Labor seeks to protect face-to-face banking by forcing the House of Commons to vote | Banking services

Labor plans to force a vote on guaranteeing personal banking across the country, after closing swathes of branches that left communities without face-to-face services.

The party’s amendment to the Financial Services and Markets Act would give city regulators the power to ensure communities have regular access to “essential” personal services, including opening new accounts, applying for loans, making and receiving payments, and establishing standing orders.

This could mean protecting bank branches that might be at risk of closing or creating shared service hubs in underserved communities.

Since 2015, nearly half of UK bank branches have closed, as lenders cut costs and switch customers to online banking.

The amendment, introduced by Shadow City Minister Tulip Siddique, goes beyond the government’s proposals to ensure access to cash and support vulnerable people, including poorer or elderly individuals, who struggle to use digital banking services.

The business is also pushing for free access to cash, amid concerns the legislation could lead to consumers paying fees for withdrawals from automated teller machines or retailers.

Siddig said: “We welcome that the government – ​​after years of delay – has finally announced that it will introduce access to monetary legislation, but this bill does nothing to protect direct banking or free access to monetary services that the most vulnerable in our society depend on.

“It is imperative that payment systems and banking services continue to innovate, but the failure of the Conservatives to protect these services threatens to cut off millions of people from essential goods and services.

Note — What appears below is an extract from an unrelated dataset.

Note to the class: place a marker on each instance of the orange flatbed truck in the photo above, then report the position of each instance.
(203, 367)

I hope the government will do the right thing and support Labor’s amendments.”

A Treasury spokesperson confirmed the government was offering access to monetary legislation, but would not comment directly on the personal banking proposal put forward by Labour. The Financial Conduct Authority (FCA) declined to comment.

The Friend Amendment is the latest addition to the wide-ranging bill, which broadly aims to overhaul city regulations originally inherited from the European Union. If passed, it would also give regulators the secondary aim of boosting the competitiveness of UK companies.

Labor revealed earlier this month that it would also use the bill to push for its first “national fraud strategy” in a decade, after consumers and businesses lost a record £1.3bn through financial scams and scams last year.

The government is also considering whether to introduce a separate amendment that would controversially give exchequer ministers sweeping powers to override decisions by UK watchdogs including the Bank of England and the Financial Conduct Authority. Some senior officials warned that this could threaten the independence and reputation of the country’s financial regulators.